True Russian VS “Hollywood” Russian

True Russian VS “Hollywood” Russian

Perhaps you could create a certain image of the Russian people from two main sources: 1) the well-known Hollywood movies 2) mass media (TV, radio, online news sites). However, in my opinion, at these sources Russian people are depicted very perverted and totally untrue.

The way a Hollywood film depicts Russia can turn a thriller into a comedy for the Russian viewer. Mangled Russian words, exaggerated and absurd Russian reality and people, as well as unverified or unreliable data certainly do not make American movies credible in the eyes of the Russian audience. To put it simply – Russian laugh when they look like Russian are portrayed in Hollywood films, because it’s so far from reality.

Several bright examples. Russian cosmonaut Lev Andropov (Peter Stormare), Armageddon, 1998, is a drunkard wearing a fur cap. When the Americans arrive, he has black-and-white pictures of his family hanging on the walls and he welcomes the Americans wearing a hat with ear-flaps and a T-shirt with a five-point star and the word “USSR” on it, while, naturally, drunk. The Americans are shocked.

What is true: Hah, they should have added a bear and a nesting doll! Russian people are the first people who have been in Space (Yuri Gagarin). At Russia a word “cosmonaut” – sounds very proudly, it is our national idea and history. To become an cosmonaut, you have to be only the most intelligent and strong.

There is still a stereotype that Russia stands for KGB and mafia.

Ivan Danko (Arnold Schwarzenegger), Red Heat, 1988 – is probably the most “comic” image of Russian officers and KGB. The movie became famous in Russia for its parody portrayals of regular Soviet policemen. A bus chase and Russian sauna are depicted as typical routines for Russian law enforcement. Danko’s partner is played by Russian actor Yury Ogarkov. The Terminator walking in Red Square in a Soviet police officer’s uniform still produces a comedic effect and is widely used in Internet memes.

What is true: neither in the Soviet Union nor in modern Russia was not and there are no police officers with “brains washed patriotic propaganda.” Basically, the police officers are ordinary people, now more and more often – a pleasant and trustworthy.

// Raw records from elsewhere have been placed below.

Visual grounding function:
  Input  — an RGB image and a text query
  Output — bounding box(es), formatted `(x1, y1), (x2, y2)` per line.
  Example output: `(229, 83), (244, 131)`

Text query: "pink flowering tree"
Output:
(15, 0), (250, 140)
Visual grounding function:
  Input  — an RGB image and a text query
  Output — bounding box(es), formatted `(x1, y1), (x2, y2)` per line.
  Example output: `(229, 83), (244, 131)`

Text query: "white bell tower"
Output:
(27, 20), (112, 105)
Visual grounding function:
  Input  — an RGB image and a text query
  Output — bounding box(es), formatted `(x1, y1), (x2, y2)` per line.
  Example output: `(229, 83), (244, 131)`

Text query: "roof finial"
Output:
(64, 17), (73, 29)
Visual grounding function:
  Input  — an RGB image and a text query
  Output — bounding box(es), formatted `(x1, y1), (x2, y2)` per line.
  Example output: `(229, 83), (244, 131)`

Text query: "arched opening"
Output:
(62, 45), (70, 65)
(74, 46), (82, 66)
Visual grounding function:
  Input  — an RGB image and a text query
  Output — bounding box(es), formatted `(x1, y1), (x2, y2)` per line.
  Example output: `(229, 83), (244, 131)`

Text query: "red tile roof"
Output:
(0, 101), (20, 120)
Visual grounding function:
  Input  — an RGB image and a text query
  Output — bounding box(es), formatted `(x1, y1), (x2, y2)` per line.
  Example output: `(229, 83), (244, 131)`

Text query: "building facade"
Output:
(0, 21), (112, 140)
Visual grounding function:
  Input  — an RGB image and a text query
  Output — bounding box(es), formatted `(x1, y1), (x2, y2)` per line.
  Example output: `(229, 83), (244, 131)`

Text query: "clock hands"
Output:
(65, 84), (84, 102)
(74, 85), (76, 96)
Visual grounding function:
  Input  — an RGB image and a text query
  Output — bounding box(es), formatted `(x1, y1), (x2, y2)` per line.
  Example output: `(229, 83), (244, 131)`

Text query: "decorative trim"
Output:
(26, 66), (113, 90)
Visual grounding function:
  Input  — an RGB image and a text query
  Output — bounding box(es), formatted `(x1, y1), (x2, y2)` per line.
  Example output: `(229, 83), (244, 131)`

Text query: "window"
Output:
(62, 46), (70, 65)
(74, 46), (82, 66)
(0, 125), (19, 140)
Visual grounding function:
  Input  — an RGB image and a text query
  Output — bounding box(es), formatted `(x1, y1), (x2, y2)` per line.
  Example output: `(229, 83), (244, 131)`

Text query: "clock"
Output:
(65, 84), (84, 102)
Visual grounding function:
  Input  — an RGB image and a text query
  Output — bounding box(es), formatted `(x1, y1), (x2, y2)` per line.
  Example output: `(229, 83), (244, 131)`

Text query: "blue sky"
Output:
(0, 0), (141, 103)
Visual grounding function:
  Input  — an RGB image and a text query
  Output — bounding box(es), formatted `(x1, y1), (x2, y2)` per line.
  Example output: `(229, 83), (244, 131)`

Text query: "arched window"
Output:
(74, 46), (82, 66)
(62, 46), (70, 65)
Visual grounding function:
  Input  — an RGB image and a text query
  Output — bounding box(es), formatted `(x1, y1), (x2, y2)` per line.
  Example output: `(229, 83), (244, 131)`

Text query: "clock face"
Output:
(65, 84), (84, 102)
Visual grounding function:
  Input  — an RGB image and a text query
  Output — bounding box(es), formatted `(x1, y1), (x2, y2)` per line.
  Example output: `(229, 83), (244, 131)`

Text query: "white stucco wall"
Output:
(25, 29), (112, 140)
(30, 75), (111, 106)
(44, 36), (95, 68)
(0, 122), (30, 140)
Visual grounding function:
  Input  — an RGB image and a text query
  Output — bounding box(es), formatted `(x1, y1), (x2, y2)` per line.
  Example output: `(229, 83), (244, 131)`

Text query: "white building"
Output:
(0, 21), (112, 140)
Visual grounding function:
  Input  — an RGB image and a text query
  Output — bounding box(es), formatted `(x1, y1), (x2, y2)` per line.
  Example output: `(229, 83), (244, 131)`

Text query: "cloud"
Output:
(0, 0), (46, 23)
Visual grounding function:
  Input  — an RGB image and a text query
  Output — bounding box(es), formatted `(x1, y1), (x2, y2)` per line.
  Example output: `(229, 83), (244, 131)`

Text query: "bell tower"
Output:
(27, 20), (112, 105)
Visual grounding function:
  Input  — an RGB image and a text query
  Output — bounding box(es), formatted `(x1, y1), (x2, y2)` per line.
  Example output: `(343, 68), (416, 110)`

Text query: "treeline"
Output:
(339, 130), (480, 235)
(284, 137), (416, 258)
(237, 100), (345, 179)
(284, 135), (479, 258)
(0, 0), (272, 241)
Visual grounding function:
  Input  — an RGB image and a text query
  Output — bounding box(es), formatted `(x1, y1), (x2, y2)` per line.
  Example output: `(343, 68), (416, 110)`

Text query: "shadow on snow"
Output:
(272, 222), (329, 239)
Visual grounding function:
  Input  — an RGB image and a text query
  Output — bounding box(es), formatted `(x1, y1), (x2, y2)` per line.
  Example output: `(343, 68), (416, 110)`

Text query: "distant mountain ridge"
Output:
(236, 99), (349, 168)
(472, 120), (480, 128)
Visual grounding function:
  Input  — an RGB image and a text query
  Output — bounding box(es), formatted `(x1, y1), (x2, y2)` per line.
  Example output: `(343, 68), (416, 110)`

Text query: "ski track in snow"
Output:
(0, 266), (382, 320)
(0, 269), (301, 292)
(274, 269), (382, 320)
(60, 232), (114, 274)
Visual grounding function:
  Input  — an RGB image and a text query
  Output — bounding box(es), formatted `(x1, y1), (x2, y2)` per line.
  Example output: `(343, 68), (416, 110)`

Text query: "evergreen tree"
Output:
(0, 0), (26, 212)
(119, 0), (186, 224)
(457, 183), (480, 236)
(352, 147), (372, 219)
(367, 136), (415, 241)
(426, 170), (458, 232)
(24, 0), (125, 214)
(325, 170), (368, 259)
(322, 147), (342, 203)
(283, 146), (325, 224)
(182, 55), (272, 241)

Russian engineer Ivan Vanko/Whiplash (Mickey Rourke), Iron Man 2, 2010 –  becomes Tony Stark’s archenemy. The alias Crimson Dynamo reminds the viewer of the villain’s red Communist roots. To make Mickey Rourke look more like a Russian, make-up artists came up with metal teeth and prison tattoos.

What is true: Perhaps the Russian mafia exists somewhere, but we haven’t heard about it in Russia for a long time. Compared with 1990 the number of crimes in Russia decreased by 3 times, and there are no news about organized crime groups.

A Russian prostitute Veronika Voronina (Olga Kurylenko), Hitman, 2007 (according to screenwriters, there really is no other job for a woman in Russia) witnesses an assassination attempt on the president. She ends up as the girlfriend of the cold-blooded assassin codenamed Hitman. Kurylenko has a solid track record of playing the girlfriend of the lead male character – she performed this role with ease in Quantum of Solace and Max Payne.

What is true: Russian women – one of the “enviable” women in the world because of their its contradictory nature, persistence, friendliness, warmth and sense of humor. The character of a Russian woman is described by the following Russian saying: “She can stop a running horse; she can enter a burning house”. A woman in Russia is a strong and caring mother, who can do a man’s job and rarely asks for help.

So, to understand who Russians really are, turn off the Hollywood movies, and come to Russia and meet with ordinary people. You will be pleasantly surprised, I promise!